Software delivered as an online service has been popularized by Salesforce.com (CRM.N: Quote, Profile, Research, Stock Buzz), with big name companies such as Google Inc. (GOOG.O: Quote, Profile, Research, Stock Buzz), Microsoft Corp. (MSFT.O: Quote, Profile, Research, Stock Buzz) and SAP AG (SAPG.DE: Quote, Profile, Research, Stock Buzz) looking to elbow in on what many see as a major market shift away from traditional packaged software sales.

TCS has no plans to go head-to-head with Salesforce or Microsoft or SAP, he said. In fact, the company has had partnerships with all three companies.

Ramadorai said Tata plans to work with technology providers like Microsoft and SAP, as well as open source software approaches, to stitch together a suite of software for small- and medium-sized businesses.

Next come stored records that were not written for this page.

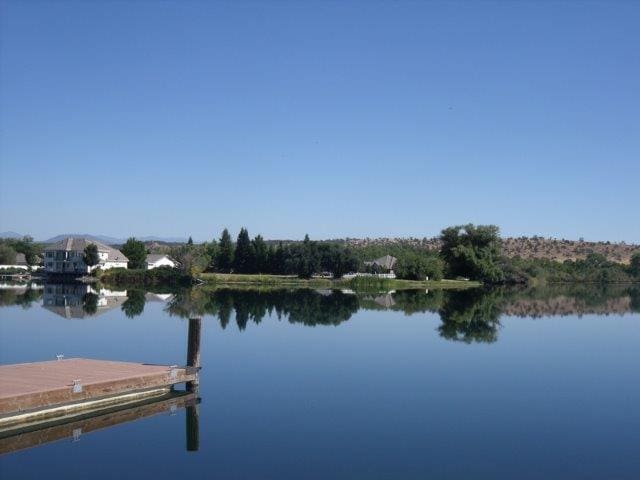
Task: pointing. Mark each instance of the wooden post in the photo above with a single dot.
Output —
(193, 350)
(193, 428)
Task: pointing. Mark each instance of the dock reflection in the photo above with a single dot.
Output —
(26, 437)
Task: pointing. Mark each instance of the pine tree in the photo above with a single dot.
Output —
(244, 259)
(224, 256)
(260, 255)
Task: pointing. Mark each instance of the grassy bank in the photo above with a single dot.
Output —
(359, 283)
(163, 276)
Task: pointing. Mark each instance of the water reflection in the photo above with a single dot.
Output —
(40, 433)
(468, 316)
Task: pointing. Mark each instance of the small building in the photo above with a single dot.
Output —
(159, 260)
(383, 266)
(66, 256)
(19, 264)
(385, 263)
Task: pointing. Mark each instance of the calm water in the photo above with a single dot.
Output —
(322, 384)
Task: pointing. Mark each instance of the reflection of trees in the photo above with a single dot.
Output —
(134, 304)
(634, 294)
(305, 306)
(23, 298)
(90, 303)
(471, 315)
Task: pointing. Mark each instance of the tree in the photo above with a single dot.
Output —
(91, 256)
(244, 257)
(261, 255)
(473, 251)
(136, 252)
(7, 255)
(634, 267)
(416, 266)
(224, 256)
(308, 259)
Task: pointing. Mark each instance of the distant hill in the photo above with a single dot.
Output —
(88, 236)
(10, 235)
(525, 247)
(114, 240)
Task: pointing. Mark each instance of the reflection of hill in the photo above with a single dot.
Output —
(78, 300)
(305, 306)
(19, 294)
(560, 306)
(471, 315)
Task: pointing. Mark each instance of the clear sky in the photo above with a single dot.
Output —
(338, 119)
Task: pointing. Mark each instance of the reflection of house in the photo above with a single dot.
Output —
(79, 300)
(19, 263)
(158, 297)
(159, 260)
(66, 256)
(385, 263)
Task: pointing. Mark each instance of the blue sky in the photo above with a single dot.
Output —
(332, 118)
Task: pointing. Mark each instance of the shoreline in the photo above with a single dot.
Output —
(360, 283)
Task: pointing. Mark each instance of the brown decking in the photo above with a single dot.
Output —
(30, 387)
(19, 439)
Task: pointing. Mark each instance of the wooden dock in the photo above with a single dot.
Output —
(42, 390)
(40, 401)
(23, 437)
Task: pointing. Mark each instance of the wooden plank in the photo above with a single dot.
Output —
(33, 386)
(53, 431)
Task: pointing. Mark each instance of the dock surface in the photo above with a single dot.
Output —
(29, 387)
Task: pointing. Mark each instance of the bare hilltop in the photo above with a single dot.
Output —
(525, 247)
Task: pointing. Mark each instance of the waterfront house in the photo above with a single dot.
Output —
(383, 266)
(159, 260)
(66, 256)
(20, 263)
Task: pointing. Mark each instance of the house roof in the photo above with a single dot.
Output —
(71, 244)
(385, 262)
(154, 257)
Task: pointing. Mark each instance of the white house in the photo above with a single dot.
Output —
(66, 256)
(159, 260)
(19, 263)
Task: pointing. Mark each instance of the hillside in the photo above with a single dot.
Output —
(526, 247)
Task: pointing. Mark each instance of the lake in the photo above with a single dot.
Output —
(338, 384)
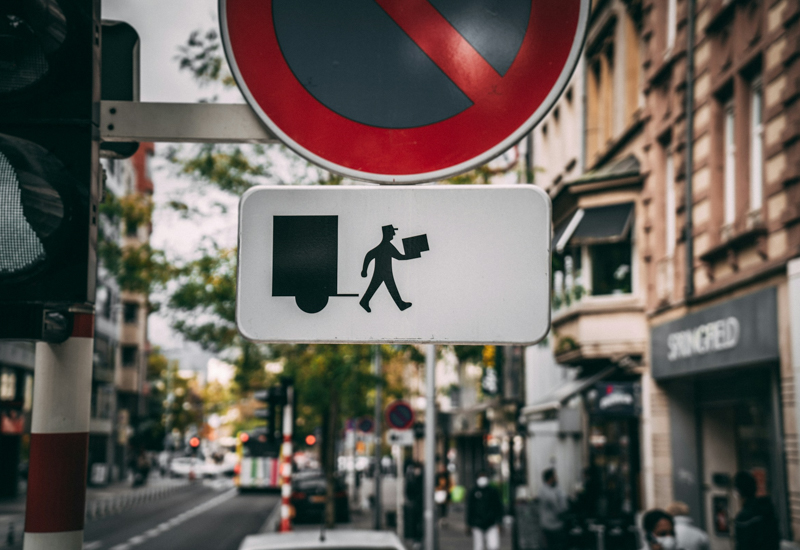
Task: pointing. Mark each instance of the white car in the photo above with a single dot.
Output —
(315, 540)
(184, 466)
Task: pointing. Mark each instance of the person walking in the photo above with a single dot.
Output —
(382, 273)
(756, 522)
(659, 531)
(552, 507)
(687, 535)
(484, 513)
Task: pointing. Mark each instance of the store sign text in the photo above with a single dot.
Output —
(708, 338)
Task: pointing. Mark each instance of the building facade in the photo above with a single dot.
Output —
(717, 279)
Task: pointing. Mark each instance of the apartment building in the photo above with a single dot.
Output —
(721, 208)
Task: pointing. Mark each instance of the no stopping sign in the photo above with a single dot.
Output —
(399, 415)
(402, 91)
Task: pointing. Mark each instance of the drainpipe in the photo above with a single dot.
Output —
(689, 290)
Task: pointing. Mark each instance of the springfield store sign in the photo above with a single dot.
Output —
(739, 332)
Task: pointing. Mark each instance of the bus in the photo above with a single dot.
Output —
(258, 465)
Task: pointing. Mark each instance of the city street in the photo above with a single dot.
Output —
(210, 515)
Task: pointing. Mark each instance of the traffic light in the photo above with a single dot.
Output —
(49, 163)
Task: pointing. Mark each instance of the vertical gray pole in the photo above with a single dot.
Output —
(430, 445)
(378, 415)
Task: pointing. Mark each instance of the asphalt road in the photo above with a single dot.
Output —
(199, 518)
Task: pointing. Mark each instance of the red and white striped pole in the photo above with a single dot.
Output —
(286, 467)
(62, 390)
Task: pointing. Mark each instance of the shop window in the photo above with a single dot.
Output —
(130, 313)
(130, 355)
(611, 268)
(8, 385)
(756, 145)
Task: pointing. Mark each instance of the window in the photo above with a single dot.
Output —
(130, 355)
(669, 183)
(756, 145)
(672, 22)
(131, 313)
(611, 268)
(729, 159)
(8, 385)
(131, 228)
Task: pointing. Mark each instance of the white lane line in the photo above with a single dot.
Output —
(177, 520)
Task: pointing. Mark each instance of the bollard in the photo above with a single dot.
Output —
(60, 428)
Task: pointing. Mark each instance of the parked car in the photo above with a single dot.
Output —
(186, 466)
(308, 497)
(314, 540)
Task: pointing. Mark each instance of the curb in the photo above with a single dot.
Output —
(105, 506)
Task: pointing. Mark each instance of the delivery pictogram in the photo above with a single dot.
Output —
(306, 261)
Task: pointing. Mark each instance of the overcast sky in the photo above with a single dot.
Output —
(163, 25)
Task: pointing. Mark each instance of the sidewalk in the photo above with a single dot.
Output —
(100, 502)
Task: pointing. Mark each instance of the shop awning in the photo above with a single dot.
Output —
(601, 224)
(555, 399)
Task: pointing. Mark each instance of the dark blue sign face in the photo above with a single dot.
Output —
(379, 75)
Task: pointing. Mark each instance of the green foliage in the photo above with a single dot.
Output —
(202, 56)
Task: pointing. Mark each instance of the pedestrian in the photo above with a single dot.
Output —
(442, 495)
(688, 536)
(552, 507)
(484, 514)
(756, 523)
(659, 531)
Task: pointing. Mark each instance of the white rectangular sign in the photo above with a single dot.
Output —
(403, 438)
(424, 264)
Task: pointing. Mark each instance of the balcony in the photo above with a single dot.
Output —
(600, 329)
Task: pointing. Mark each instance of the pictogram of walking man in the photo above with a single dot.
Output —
(382, 273)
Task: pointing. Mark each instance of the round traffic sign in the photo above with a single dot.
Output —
(399, 415)
(402, 91)
(365, 424)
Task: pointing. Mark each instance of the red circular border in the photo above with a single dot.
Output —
(392, 406)
(291, 108)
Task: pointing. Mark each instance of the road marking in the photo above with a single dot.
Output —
(174, 522)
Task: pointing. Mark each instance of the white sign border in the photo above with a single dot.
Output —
(476, 188)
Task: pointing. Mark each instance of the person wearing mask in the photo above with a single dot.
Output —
(484, 513)
(688, 536)
(659, 531)
(756, 522)
(552, 507)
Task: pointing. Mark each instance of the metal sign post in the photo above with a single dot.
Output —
(378, 409)
(430, 446)
(397, 452)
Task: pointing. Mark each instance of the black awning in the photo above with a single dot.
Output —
(604, 224)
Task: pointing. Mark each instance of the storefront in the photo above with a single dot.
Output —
(614, 459)
(719, 369)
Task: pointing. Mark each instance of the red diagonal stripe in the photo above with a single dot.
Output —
(444, 45)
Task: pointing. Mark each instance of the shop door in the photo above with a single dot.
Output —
(719, 467)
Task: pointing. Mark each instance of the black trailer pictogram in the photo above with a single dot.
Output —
(305, 254)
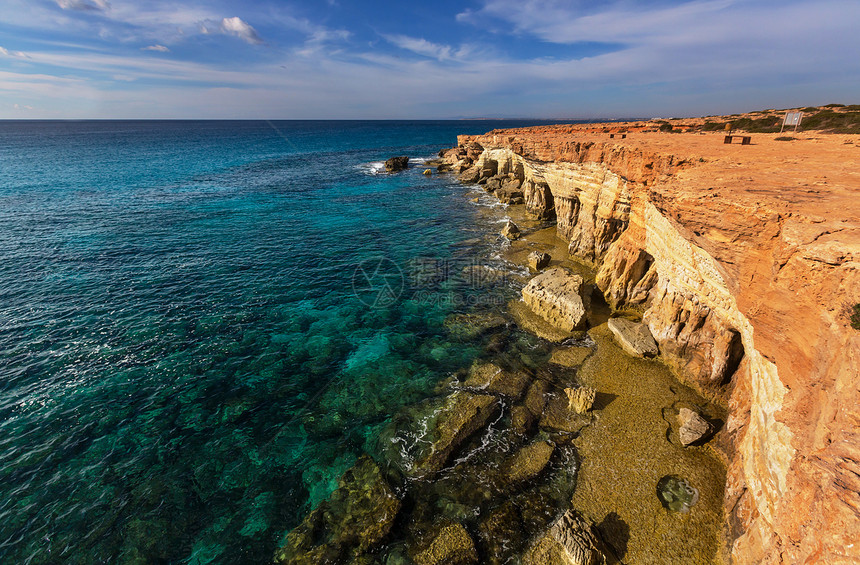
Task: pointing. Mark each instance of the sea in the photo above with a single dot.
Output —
(203, 324)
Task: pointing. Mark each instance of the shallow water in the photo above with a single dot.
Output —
(191, 357)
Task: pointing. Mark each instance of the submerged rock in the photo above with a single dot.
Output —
(395, 164)
(490, 378)
(580, 399)
(511, 231)
(569, 356)
(692, 427)
(676, 494)
(355, 518)
(500, 534)
(537, 260)
(452, 545)
(528, 462)
(420, 443)
(470, 326)
(635, 338)
(554, 295)
(569, 541)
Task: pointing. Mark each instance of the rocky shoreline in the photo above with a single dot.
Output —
(554, 447)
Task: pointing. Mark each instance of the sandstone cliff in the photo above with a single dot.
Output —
(745, 262)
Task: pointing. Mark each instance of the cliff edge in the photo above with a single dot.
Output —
(744, 261)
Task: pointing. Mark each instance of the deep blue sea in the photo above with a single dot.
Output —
(203, 324)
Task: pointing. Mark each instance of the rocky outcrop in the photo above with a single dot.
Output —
(636, 339)
(744, 265)
(554, 295)
(395, 164)
(452, 545)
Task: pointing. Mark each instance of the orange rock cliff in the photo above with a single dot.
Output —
(744, 261)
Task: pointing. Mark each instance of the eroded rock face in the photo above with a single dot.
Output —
(354, 519)
(529, 461)
(570, 541)
(580, 399)
(635, 338)
(511, 231)
(537, 260)
(555, 296)
(743, 288)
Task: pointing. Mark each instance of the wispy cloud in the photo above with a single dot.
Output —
(234, 26)
(84, 5)
(16, 54)
(427, 48)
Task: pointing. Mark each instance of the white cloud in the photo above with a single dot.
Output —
(16, 54)
(84, 5)
(232, 26)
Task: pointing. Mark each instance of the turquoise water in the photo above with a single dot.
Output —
(203, 324)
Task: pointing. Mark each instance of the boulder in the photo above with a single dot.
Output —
(581, 399)
(559, 416)
(470, 175)
(528, 462)
(536, 397)
(521, 419)
(537, 260)
(635, 338)
(355, 518)
(490, 378)
(554, 295)
(692, 427)
(452, 545)
(511, 231)
(395, 164)
(570, 541)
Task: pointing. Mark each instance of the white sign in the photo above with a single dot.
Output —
(793, 118)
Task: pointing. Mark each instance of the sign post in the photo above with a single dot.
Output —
(791, 119)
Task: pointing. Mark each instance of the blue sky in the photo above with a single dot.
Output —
(442, 59)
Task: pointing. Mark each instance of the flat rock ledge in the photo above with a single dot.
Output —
(635, 338)
(554, 295)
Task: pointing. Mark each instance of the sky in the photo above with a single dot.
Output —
(381, 59)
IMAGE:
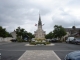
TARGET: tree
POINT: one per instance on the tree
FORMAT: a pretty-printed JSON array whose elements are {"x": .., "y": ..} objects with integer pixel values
[
  {"x": 59, "y": 31},
  {"x": 4, "y": 33},
  {"x": 49, "y": 35},
  {"x": 22, "y": 33}
]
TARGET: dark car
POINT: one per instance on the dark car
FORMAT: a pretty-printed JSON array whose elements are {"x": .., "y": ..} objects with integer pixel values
[
  {"x": 76, "y": 41},
  {"x": 73, "y": 56}
]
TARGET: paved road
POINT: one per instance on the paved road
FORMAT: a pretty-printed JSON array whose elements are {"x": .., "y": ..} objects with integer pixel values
[{"x": 13, "y": 51}]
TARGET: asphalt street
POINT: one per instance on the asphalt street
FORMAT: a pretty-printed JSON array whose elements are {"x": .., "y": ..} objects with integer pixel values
[{"x": 13, "y": 51}]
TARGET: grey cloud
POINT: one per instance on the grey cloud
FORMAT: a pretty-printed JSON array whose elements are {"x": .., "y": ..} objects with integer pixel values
[{"x": 67, "y": 21}]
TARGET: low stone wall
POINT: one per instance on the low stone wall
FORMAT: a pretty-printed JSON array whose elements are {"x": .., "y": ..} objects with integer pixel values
[{"x": 7, "y": 39}]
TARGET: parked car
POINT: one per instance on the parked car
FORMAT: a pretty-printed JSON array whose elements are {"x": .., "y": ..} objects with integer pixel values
[
  {"x": 13, "y": 40},
  {"x": 69, "y": 39},
  {"x": 77, "y": 41},
  {"x": 73, "y": 56},
  {"x": 54, "y": 40}
]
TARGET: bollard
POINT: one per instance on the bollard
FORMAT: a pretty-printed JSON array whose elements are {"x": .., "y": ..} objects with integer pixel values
[{"x": 0, "y": 56}]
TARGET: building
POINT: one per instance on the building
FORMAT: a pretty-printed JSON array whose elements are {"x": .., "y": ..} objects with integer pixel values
[{"x": 39, "y": 33}]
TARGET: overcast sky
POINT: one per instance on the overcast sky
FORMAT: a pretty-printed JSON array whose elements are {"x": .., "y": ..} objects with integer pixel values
[{"x": 25, "y": 13}]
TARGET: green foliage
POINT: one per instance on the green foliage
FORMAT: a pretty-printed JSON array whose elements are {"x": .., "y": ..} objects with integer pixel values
[
  {"x": 4, "y": 33},
  {"x": 59, "y": 31},
  {"x": 49, "y": 35},
  {"x": 22, "y": 33},
  {"x": 19, "y": 39}
]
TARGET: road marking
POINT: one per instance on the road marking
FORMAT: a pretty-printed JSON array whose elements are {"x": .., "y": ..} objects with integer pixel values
[
  {"x": 40, "y": 45},
  {"x": 39, "y": 55}
]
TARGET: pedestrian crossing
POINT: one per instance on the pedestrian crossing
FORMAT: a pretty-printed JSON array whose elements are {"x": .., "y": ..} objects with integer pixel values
[{"x": 39, "y": 55}]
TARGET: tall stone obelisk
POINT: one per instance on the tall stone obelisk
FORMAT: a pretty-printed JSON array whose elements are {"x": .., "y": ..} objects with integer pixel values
[{"x": 39, "y": 33}]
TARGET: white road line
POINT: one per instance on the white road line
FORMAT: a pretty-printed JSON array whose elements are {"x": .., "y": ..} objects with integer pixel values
[
  {"x": 40, "y": 45},
  {"x": 39, "y": 55}
]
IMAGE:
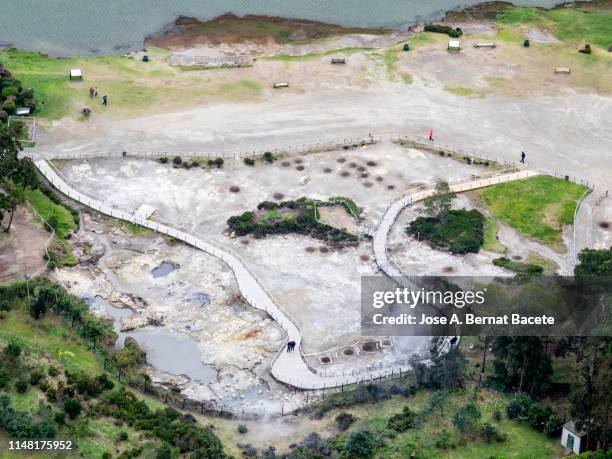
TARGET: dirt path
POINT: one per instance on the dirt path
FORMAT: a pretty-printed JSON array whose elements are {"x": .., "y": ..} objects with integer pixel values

"I don't think there is any single answer as to what works," Ramadorai told the Reuters conference in New York.

Ramadorai plans to deliver online software to specific industry segments, similar to how it currently segments its global outsourcing business by industries like financial services, retail, pharmaceuticals, he said. This so-called vertical strategy contrasts with the horizontal one employed by mass-market software makers like Microsoft.

"One thing that is clear is what we are not going to do," he said. "We are not a horizontal player. That is why technology partners make sense."

The company has been testing in a southern Indian state its plan for delivering a software platform for small businesses.

Look for it to build up the business across India before taking it global over a three-to-five year timeframe, he said.